Une montée des conflits à l'AMF portée par l'épargne en actions et l'immobilier collectif
Le rapport annuel présenté récemment par la Médiation de l'Autorité des marchés financiers (AMF) confirme une tendance nette : les saisines progressent fortement, avec une dynamique qui s'est poursuivie sur le premier semestre 2026. À l'origine de cette flambée, deux motifs dominent le tableau : le PEA et les placements immobiliers collectifs, notamment les SCPI.
Pour un particulier qui place chaque mois quelques centaines d'euros dans un produit paneuropéen ou dans des parts de SCPI, la conséquence est claire : l'arrivée d'acteurs nouveaux et la complexification des circuits de distribution augmentent le risque de frictions — transferts bloqués, informations incomplètes, délais non respectés.
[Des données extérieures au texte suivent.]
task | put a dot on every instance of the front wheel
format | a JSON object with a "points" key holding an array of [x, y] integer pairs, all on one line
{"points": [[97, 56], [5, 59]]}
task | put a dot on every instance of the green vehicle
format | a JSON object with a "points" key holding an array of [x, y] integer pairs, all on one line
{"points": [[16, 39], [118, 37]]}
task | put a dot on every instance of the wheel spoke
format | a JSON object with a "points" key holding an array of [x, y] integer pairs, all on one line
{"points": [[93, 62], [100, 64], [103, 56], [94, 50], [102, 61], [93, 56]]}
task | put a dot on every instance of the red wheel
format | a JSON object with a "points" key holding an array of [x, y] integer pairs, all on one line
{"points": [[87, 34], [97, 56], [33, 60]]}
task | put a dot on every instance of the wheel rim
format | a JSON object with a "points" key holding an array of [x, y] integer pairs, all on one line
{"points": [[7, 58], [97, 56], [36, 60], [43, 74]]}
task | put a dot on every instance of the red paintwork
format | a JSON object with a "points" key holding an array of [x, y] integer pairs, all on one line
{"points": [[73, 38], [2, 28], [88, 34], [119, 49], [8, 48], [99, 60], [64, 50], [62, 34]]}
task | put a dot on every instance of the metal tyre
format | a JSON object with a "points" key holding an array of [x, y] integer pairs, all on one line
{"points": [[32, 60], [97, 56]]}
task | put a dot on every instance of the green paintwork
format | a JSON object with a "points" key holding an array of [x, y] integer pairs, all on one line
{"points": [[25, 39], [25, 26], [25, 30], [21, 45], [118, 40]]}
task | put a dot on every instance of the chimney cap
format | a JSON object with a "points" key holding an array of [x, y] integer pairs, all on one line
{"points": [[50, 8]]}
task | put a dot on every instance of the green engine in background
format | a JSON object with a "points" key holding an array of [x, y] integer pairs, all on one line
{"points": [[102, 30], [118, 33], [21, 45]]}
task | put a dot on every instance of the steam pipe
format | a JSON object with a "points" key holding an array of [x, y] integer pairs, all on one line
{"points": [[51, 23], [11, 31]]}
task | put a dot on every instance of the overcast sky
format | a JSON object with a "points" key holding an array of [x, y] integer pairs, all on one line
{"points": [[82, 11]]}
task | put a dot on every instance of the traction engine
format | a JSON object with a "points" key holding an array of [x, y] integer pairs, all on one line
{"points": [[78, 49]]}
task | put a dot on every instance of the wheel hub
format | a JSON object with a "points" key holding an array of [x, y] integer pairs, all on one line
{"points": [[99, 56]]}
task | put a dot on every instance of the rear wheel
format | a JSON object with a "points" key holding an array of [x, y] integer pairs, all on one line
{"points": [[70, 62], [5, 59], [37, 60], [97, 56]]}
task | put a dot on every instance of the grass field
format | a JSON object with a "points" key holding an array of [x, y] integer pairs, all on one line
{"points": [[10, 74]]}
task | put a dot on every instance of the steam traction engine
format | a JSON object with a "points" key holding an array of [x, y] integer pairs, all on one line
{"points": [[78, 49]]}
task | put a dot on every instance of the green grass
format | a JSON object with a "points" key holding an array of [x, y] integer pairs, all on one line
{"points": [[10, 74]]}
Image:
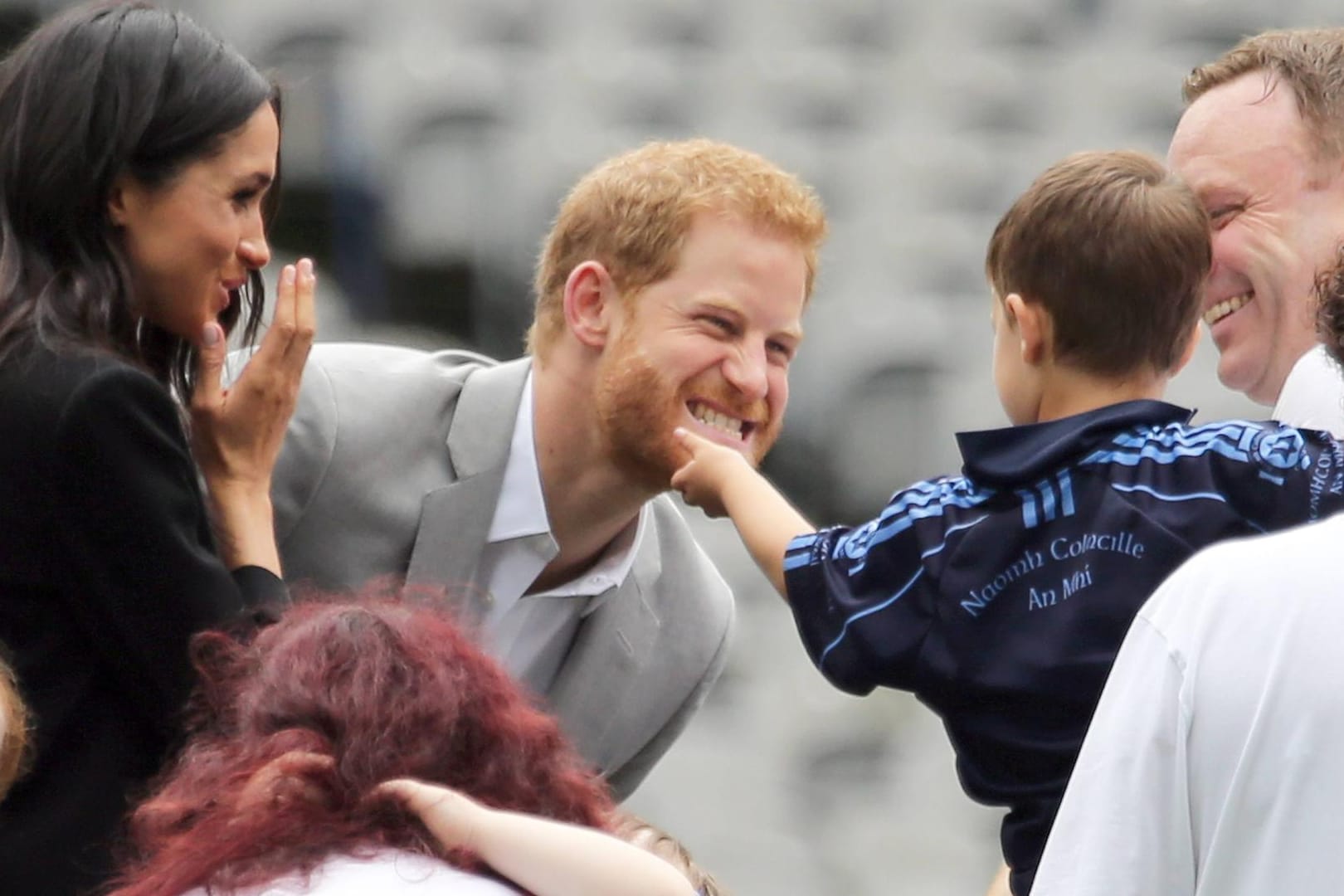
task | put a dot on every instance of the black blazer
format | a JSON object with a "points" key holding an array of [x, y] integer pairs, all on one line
{"points": [[106, 568]]}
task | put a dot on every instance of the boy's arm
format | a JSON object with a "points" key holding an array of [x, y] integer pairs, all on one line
{"points": [[722, 483], [546, 857]]}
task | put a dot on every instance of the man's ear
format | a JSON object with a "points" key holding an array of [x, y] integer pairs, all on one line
{"points": [[1191, 344], [1034, 327], [590, 301]]}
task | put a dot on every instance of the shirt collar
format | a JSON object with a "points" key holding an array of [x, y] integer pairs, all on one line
{"points": [[522, 507], [1015, 453], [520, 511]]}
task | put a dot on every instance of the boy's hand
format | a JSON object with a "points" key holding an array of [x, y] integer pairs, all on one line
{"points": [[452, 817], [704, 477]]}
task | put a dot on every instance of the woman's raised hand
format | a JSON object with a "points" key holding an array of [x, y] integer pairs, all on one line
{"points": [[236, 431]]}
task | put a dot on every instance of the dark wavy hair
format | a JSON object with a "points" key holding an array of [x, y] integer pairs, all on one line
{"points": [[100, 91], [387, 688]]}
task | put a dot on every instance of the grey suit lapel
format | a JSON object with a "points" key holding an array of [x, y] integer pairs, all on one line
{"points": [[455, 519], [605, 677]]}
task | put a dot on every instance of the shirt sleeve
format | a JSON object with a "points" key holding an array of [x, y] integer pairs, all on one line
{"points": [[1124, 828], [141, 572], [862, 598]]}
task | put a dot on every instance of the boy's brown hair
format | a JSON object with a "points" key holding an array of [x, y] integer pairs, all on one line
{"points": [[1118, 250], [1309, 61], [632, 214], [650, 839], [14, 730]]}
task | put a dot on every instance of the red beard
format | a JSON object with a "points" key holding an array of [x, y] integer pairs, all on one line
{"points": [[637, 410]]}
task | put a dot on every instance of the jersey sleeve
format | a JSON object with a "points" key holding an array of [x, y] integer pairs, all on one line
{"points": [[141, 572], [863, 598], [1278, 476]]}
Ces incidents se traduisent aujourd'hui par davantage de dossiers adressés au médiateur.
Les chiffres qui traduisent la tension
| Indicateur | 2024 | 2025 |
|---|---|---|
| Dossiers reçus | 2 204 | 3 010 |
| Dossiers traités et clos | 1 969 | 2 772 |
| Propositions rendues | N/A | 888 |
Sur la période janvier-juin 2026, 1 865 saisines ont déjà été enregistrées, soit une hausse de 31% par rapport aux six premiers mois de 2025. Quant aux dossiers clos à fin juin 2026, ils atteignent 1 525, en hausse de 14% sur un an.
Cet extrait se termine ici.